Il classico disco che mi fa incazzare. La dimostrazione di come in Italia ci
siano artisti con capacità di gran lunga superiore alla media di alcuni
bei fighetti che hanno la fortuna di dire love e non amore.
Fuck e non sfottere. Marco Parente, e non poteva essere diversamente
guardando l'etichetta di provenienza, è uno di quegli artisti capaci
di far riflettere. Che riescono a colpire con dei testi interessanti, reali.
Non artificiosi o falsamente profondi. Il contorno è fatto di suoni,
di accordi, di rumori. Di una musica moderna, concepita per esprimere se stessa
attraverso un riff di chitarra così come attraverso il suono di un
violino. Costruita per farci scordare ciò che non le è funzionale.
L'esperienza maturata come batterista dei C.S.I. è evidente.
Nulla è lasciato al caso. Ogni singola nota fa parte di un contesto
ben preciso. Da cui deve scaturire un significato ben preciso. La title track
è elegante, struggente, delicata. Cuore
distillato l'esempio di come il rock abbia ancora strade da percorrere.
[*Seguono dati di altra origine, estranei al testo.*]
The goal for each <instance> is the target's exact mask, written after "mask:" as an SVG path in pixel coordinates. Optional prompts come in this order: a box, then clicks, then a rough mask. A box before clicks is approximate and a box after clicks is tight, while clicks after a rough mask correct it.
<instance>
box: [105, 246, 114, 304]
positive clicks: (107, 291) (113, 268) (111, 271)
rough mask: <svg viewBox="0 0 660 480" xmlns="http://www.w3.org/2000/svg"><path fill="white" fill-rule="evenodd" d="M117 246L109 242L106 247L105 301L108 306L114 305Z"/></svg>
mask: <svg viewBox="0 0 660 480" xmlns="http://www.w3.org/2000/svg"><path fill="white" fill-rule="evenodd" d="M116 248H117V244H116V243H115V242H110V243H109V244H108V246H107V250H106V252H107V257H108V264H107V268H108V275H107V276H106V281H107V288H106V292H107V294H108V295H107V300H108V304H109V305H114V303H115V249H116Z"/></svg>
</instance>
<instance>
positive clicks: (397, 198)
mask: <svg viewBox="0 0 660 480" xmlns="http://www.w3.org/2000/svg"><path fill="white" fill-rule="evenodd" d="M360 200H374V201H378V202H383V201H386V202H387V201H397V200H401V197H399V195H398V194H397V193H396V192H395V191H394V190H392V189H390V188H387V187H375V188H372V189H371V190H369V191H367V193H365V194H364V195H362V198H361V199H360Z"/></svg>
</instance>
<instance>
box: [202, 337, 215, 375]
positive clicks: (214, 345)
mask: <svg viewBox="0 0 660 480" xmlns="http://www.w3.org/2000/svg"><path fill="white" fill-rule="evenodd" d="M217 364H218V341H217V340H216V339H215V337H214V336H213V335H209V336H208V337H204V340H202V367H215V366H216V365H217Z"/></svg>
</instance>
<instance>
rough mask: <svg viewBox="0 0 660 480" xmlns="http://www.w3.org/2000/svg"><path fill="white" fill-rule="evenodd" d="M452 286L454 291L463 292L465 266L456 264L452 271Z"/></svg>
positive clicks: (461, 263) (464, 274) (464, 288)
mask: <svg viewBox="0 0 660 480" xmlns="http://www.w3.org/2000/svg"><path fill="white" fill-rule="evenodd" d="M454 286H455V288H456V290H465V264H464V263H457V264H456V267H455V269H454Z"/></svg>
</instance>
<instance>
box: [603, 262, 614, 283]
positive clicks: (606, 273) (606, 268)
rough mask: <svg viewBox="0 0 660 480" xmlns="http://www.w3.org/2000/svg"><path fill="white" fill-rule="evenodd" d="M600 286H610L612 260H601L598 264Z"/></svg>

Il fascino del perdente un piccolo gioiello.
Senza voltarsi un blues moderno cantato
con la bravissima Cristina Donà.
Grande merito e massimo rispetto quindi per il Marco Parente non più
batterista, ma cantante, chitarrista e arrangiatore.
Sicuramente una speranza per il futuro del rock italiano (non del rock in italiano).